The firm was desperate to have a local leader. It was a split region, with half the IRs being in Northern Montana, and the other half being in southern Alberta - a HUGE territory for the RL at the time to cover. I once got invited to some type of top producer meeting for the region - 600 miles, ONE WAY. As I say, the firm was desperate to have local leadership for the region, and this guy gave them what they needed. Former car salesman, pushy, young guy, successful, good golfer, a proven liar (I have several personal experiences to back that claim) - in other words, a PERFECT regional leader.

He served a year or so as RL - the firm invited him in as a GP a couple of years ago, and sent him to Mississauga (CDN HO). Don't know what they did about RL status after that point...

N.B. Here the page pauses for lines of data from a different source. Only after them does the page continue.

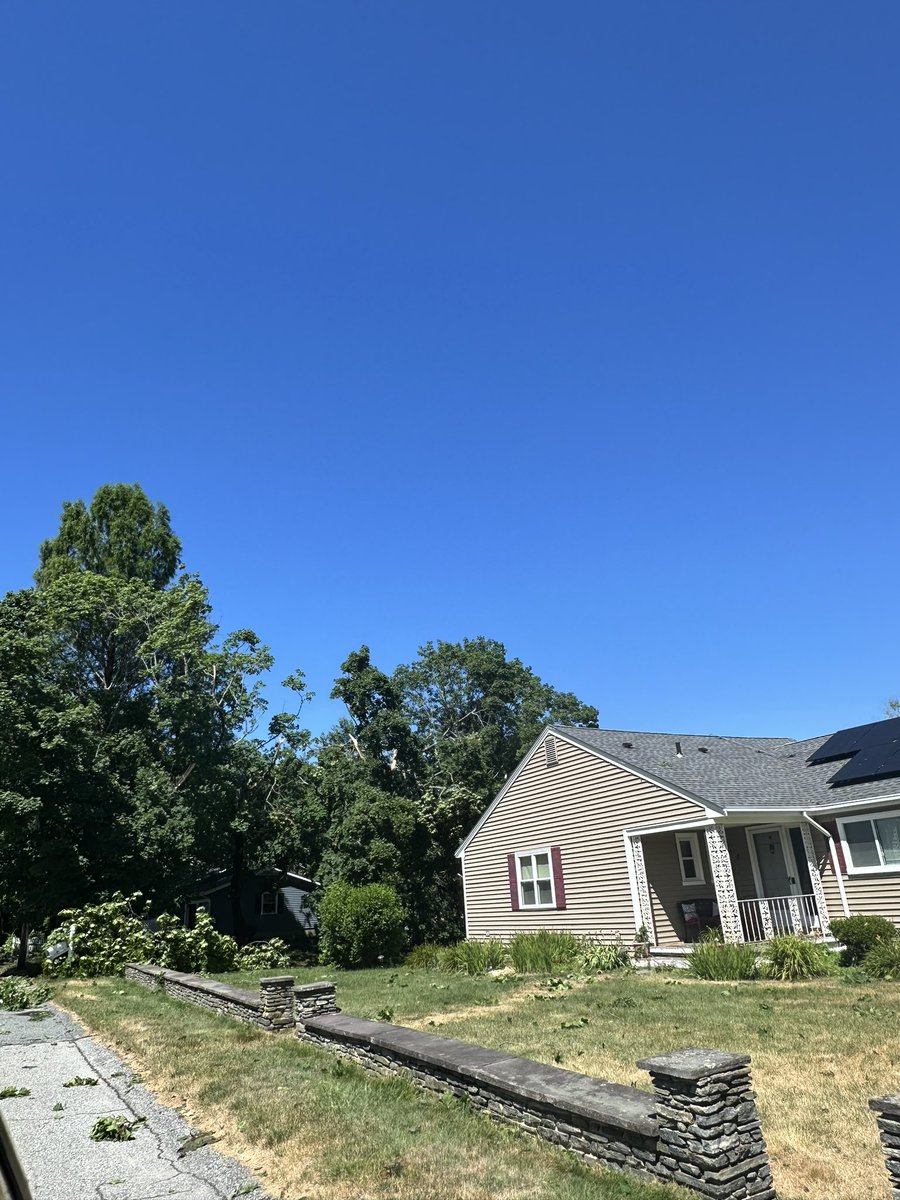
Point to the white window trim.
(886, 868)
(529, 853)
(688, 835)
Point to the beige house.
(605, 833)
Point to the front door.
(774, 873)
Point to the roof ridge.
(666, 733)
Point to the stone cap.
(694, 1065)
(564, 1091)
(313, 989)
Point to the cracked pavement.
(55, 1149)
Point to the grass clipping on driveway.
(820, 1050)
(312, 1126)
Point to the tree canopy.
(136, 753)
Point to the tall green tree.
(121, 715)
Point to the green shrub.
(791, 957)
(17, 994)
(268, 955)
(714, 959)
(861, 934)
(883, 960)
(106, 937)
(543, 952)
(426, 955)
(361, 927)
(601, 957)
(198, 949)
(473, 957)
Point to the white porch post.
(642, 888)
(724, 881)
(815, 880)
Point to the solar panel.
(861, 737)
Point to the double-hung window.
(871, 844)
(689, 859)
(535, 880)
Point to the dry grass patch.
(315, 1126)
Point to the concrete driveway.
(54, 1145)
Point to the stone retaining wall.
(700, 1128)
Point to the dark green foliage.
(790, 957)
(543, 952)
(862, 934)
(115, 1128)
(473, 957)
(270, 955)
(18, 994)
(883, 960)
(120, 534)
(714, 959)
(361, 927)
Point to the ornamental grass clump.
(543, 952)
(883, 960)
(473, 957)
(790, 957)
(713, 959)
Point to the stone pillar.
(724, 881)
(709, 1134)
(313, 1000)
(816, 880)
(277, 1011)
(888, 1110)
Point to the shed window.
(535, 880)
(873, 844)
(689, 858)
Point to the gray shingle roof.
(766, 773)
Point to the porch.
(751, 880)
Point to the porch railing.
(767, 916)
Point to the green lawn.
(316, 1126)
(820, 1049)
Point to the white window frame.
(871, 817)
(689, 835)
(532, 853)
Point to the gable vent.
(550, 749)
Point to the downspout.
(835, 861)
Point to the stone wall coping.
(313, 989)
(201, 983)
(694, 1065)
(564, 1091)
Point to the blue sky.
(574, 325)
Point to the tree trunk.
(239, 856)
(22, 961)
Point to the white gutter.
(835, 861)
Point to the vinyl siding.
(879, 894)
(582, 805)
(664, 876)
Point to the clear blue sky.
(570, 324)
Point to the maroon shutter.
(513, 882)
(558, 882)
(837, 849)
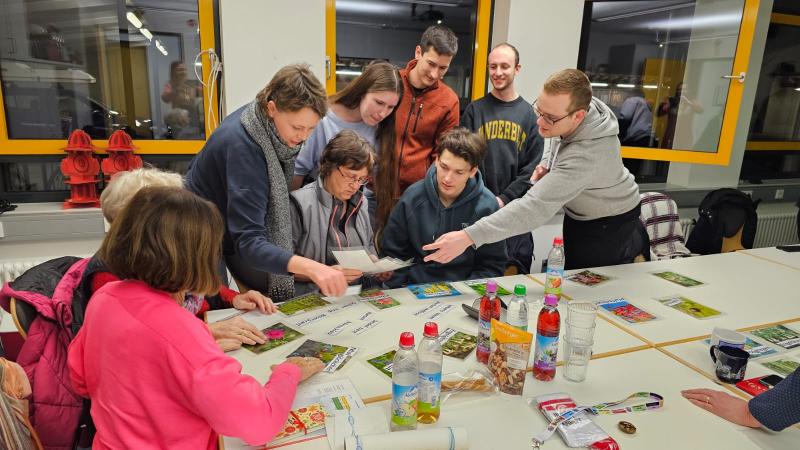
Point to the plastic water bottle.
(405, 373)
(517, 314)
(555, 268)
(430, 375)
(490, 309)
(547, 330)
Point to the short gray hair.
(124, 185)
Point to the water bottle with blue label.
(430, 375)
(405, 374)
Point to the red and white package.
(578, 430)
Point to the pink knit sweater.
(157, 379)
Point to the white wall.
(547, 34)
(259, 37)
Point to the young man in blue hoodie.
(451, 197)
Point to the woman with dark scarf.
(245, 169)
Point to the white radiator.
(9, 270)
(773, 229)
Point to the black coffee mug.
(730, 363)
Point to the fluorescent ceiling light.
(710, 20)
(134, 19)
(645, 12)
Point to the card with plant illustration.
(378, 299)
(678, 279)
(689, 307)
(783, 366)
(301, 304)
(383, 362)
(457, 344)
(479, 286)
(277, 335)
(779, 335)
(433, 290)
(334, 356)
(588, 278)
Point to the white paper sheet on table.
(335, 395)
(359, 259)
(447, 438)
(368, 420)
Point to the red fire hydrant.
(120, 155)
(81, 169)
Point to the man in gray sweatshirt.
(582, 172)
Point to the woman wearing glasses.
(366, 105)
(331, 212)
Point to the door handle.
(739, 77)
(327, 67)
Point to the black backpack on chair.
(722, 214)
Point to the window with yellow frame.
(134, 65)
(673, 72)
(773, 145)
(395, 27)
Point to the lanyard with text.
(655, 401)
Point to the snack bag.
(578, 431)
(508, 361)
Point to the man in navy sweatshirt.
(451, 197)
(507, 122)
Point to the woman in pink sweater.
(154, 373)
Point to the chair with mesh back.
(660, 217)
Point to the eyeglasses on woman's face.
(352, 179)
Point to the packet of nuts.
(508, 361)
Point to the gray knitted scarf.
(280, 169)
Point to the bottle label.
(484, 332)
(430, 386)
(552, 284)
(546, 350)
(404, 405)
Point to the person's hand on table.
(229, 345)
(349, 274)
(722, 404)
(538, 173)
(383, 276)
(238, 329)
(253, 299)
(448, 246)
(308, 365)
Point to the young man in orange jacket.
(428, 108)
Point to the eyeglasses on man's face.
(352, 179)
(546, 117)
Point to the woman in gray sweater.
(332, 213)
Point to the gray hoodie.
(586, 178)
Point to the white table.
(696, 354)
(609, 340)
(772, 254)
(749, 291)
(507, 422)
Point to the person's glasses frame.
(546, 119)
(352, 179)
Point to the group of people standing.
(387, 164)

On a personal level, I had little interaction with him. He was successsful in monetary terms, as was I (not like him, but half of his production was still pretty good). I cheer on other people's successes, and have zero animosity to others who are more successful than I am. Been gone from EJ for several years, have stayed friends with guys I met there, and I am eternally grateful for the start they gave me (despite some raw dealing I saw). But I always disliked how Jones would imply "this too, can be you, if you just follow the recipe" - the guy was productive, yes - but he was The Chosen One, and had a TON of help.

Apr 26, 2010 2:33 pm

There is always a story behind ALL big producers, not just at Jones.  Funny thing is, the ONLY person I have met that is a big producer (only 850K) that actually got there from scratch, and through doorknocking and hard work, is in my region.  He worships that guy from American Funds - the one that used to be at Jones.  That little militant SOB.

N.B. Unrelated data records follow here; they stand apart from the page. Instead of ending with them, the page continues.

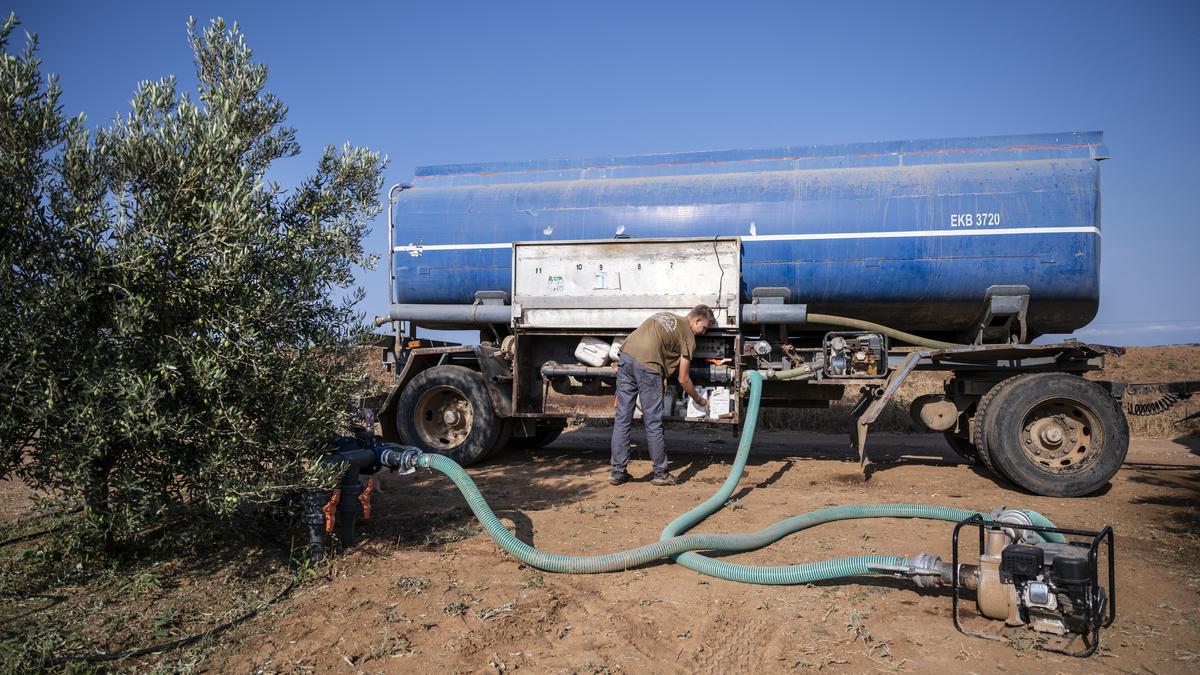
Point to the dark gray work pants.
(634, 382)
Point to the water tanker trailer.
(832, 272)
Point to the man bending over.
(661, 345)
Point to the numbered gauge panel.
(617, 284)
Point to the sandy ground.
(426, 591)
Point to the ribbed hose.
(675, 543)
(845, 322)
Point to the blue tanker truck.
(832, 270)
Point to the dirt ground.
(414, 598)
(427, 591)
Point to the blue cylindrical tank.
(906, 233)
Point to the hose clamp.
(400, 458)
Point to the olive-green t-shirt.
(660, 341)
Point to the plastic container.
(592, 351)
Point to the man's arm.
(685, 382)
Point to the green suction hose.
(846, 322)
(679, 547)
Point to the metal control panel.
(618, 284)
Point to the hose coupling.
(400, 458)
(927, 571)
(1015, 517)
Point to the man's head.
(701, 318)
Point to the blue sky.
(465, 82)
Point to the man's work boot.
(618, 478)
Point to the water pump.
(1026, 578)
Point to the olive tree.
(181, 332)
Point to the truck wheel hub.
(444, 418)
(1057, 435)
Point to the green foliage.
(174, 345)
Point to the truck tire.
(1057, 434)
(982, 419)
(447, 410)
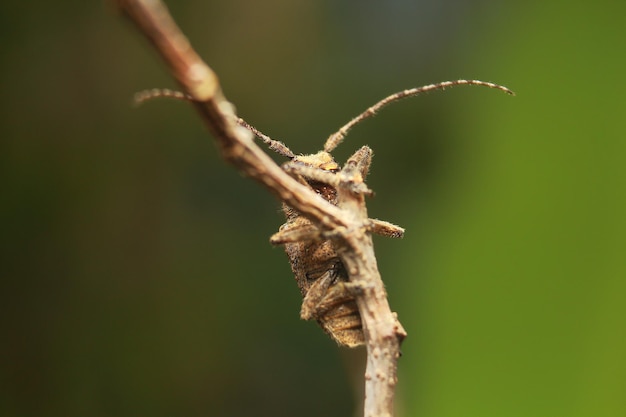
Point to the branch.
(347, 223)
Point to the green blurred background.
(137, 277)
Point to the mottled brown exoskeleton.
(321, 276)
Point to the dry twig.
(348, 226)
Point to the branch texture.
(346, 224)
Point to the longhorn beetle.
(319, 271)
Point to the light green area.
(137, 277)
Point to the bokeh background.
(137, 277)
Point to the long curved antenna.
(147, 95)
(276, 146)
(336, 138)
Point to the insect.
(318, 269)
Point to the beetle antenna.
(147, 95)
(336, 138)
(276, 146)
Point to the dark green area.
(137, 277)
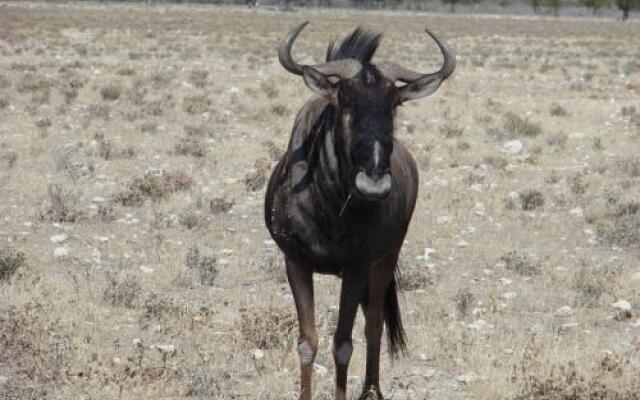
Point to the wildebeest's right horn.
(346, 68)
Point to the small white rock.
(509, 295)
(257, 354)
(622, 305)
(320, 369)
(59, 238)
(563, 312)
(60, 252)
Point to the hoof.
(372, 394)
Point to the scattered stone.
(566, 328)
(466, 378)
(576, 211)
(166, 349)
(564, 312)
(622, 305)
(505, 281)
(623, 310)
(257, 354)
(513, 146)
(60, 252)
(59, 238)
(509, 296)
(321, 370)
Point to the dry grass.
(132, 138)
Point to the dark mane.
(359, 45)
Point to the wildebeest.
(341, 198)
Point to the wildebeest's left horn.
(418, 84)
(346, 68)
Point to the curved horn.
(346, 68)
(395, 72)
(284, 51)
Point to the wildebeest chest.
(319, 236)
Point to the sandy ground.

Anyway, this guy doorknocked straight for 3 years.  He is so fukcin driven.  He's a nice guy, thinks pretty highly of himslef, but always willing to help someone.  I hate his business model (very transactional, "old school", on the phone selling pretty much 6-8 hours of every day).  I wouldn't want to be chained to the desk like that after 20 years and $180mm AUM later.  But I guess he likes it.  He nets around $500K most years (other than 2009 since bonuses sucked), but also receives like 250K in LP/SLP returns (former RL/GP) each year.  He said in his best year (I think 2006 or 2007) he netted close to $1mm including bonus and LP/SLP returns.

BUT, as you pointed out, there's a story behind most big producers.